January 16, 2018 Jeffrey Bernstein

Let’s talk about protein. You may already be familiar with protein, the building block of life. But maybe you only have a passing knowledge of “protein” as the word athletes, bodybuilders, and gymgoers throw around regularly.  Hearing the word “protein” may make you think of oversized tubs filled with protein powder for mixing into protein shakes. It might remind you of choosing between chicken, fish or tofu with your salad. Or it may conjure up images from high school science classes.

Now, set that idea aside for a minute. In whatever way you may have heard of protein, it’s clear this popular macronutrient is more than a part of our culture. Believe it or not, protein powder isn’t only for workouts. Every person – young or old – needs protein in their diet whether they work out each day or live a sedentary life. It’s vital nutrition that everybody needs, and is just as essential to life as water.

Why do we need protein?

No matter what age you are, your body relies on protein – and the amino acids that are in it – to stay healthy and functional. Everyone from growing children to adults to those in retirement need proper nutrition. Without protein, your body would be unable to repair damaged tissue, fight disease, or stay healthy.

But don’t worry! Most people have protein every day without even thinking about it. Plenty of the foods you eat provide your body with the amino acids you need to function. Some foods have significantly more protein than others, for instance, meats, dairy, and fish have more per pound than vegetables. Diets that consist of fast foods and processed foods may have adequate protein, but they typically lack some of the most important nutrients, and can be high in unhealthy sugars and sodium.

For adults, the Institute of Medicine recommends 0.4 grams of protein for every pound you weigh. You can use an online health calculator to figure out how much protein you’ll need each day based on your age, weight, and activity level. The USDA website has a tool to calculate all types of vitamins and macronutrients you need.

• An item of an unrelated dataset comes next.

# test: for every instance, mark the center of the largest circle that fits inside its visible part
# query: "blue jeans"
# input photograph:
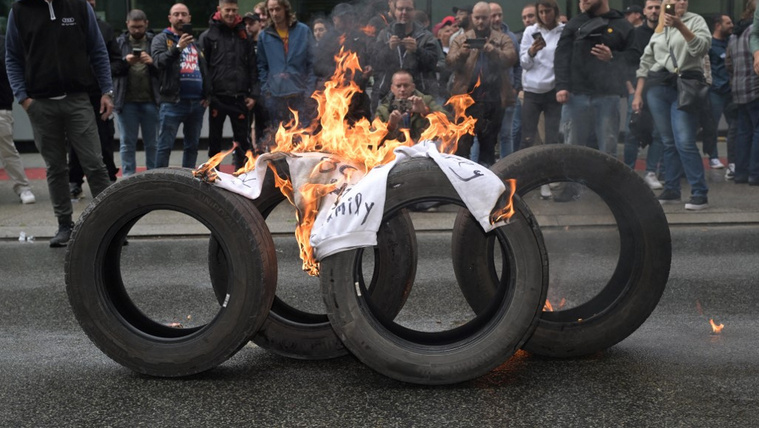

But how do you get protein?

Protein isn’t a vitamin, so you won’t find it in a pill. We’re going to bring in the fancy science for a second here: protein consists of groups of amino acids, which are essential to life. Our own bodies make some amino acids, but can’t produce all the different types on its own. That’s why we need to get a significant amount of amino acids from the foods we eat.

Some foods have “complete proteins” which means they have all the amino acids we need. You can find complete proteins in meats, fish, and dairy. You may have heard of whey protein: it’s made from milk and is an amazing source of complete protein.

You can find protein in vegetables too, but most of these are “incomplete proteins.” This means you’ll need to combine different veggies together in a meal to get a full serving of complete proteins. If you eat a variety of foods on a daily basis then you’re probably already getting enough complete protein.

What if you don’t have enough protein?

If you completely cut protein out of your diet, then your overall health would deteriorate. Yes, you need protein to live. If you aren’t consuming enough protein, then your body will have to find amino acids another way – in this case your body will begin breaking down muscle tissue. Some results of not getting enough protein include:

  • You won’t be able to heal after an injury, or the healing process will go much slower.
  • Whether you have enough protein or not, your body will still need amino acids. Your own body will take those amino acids from somewhere, and that starts with your muscle tissue. Eventually this means decreased mobility, less overall strength, and a much higher risk of injuring yourself in falls or other accidents.

Now that you know the effects of not having enough protein, you should know the benefits of getting the right amount:

  • The amino acids in protein build, maintain, and repair your body.
  • They strengthen your immune system so you’re not sick all the time.
  • It gives you energy. Not like the energy you get from caffeine, but the energy to move.

If children don’t get the necessary amount of protein then they aren’t going to experience a steady level of healthy growth. If they get the right amount of protein then they’ll have the energy to get through the day, whether that’s at school or in sports and activities.

I don’t think I’m getting enough protein each day. How can I fix that?

Like we said earlier, you probably have enough protein from the variety of foods you eat. But kids can be picky eaters and they might not be meeting the minimum recommended daily protein. You can start by:

  • Increasing the amount of dairy, meat, or soy they eat.
  • Including protein shakes/smoothies and protein bars to supplement regular foods.
  • But if somebody is a picky eater, then another option is Instapro Natural Protein Powder, which can be mixed into a wide variety of foods without impacting the flavor or texture. Anyone in your family will get the boost of protein needed without having to switch up their diet.
Dietary Reference Intakes for Energy, Carbohydrates, Fiber, Fat, Fatty Acids, Cholesterol, Protein, and Amino Acids. Institute of Medicine. Retrieved January 2018.
Thalacker-Mercer, Anna E et al. “Inadequate Protein Intake Affects Skeletal Muscle Transcript Profiles in Older Humans.” The American journal of clinical nutrition 85.5 (2007): 1344–1352. Print.
Dhillon, Jaapna et al. “The Effects of Increased Protein Intake on Fullness: A Meta-Analysis and Its Limitations.” Journal of the Academy of Nutrition and Dietetics , Volume 116 , Issue 6 , 968 – 983.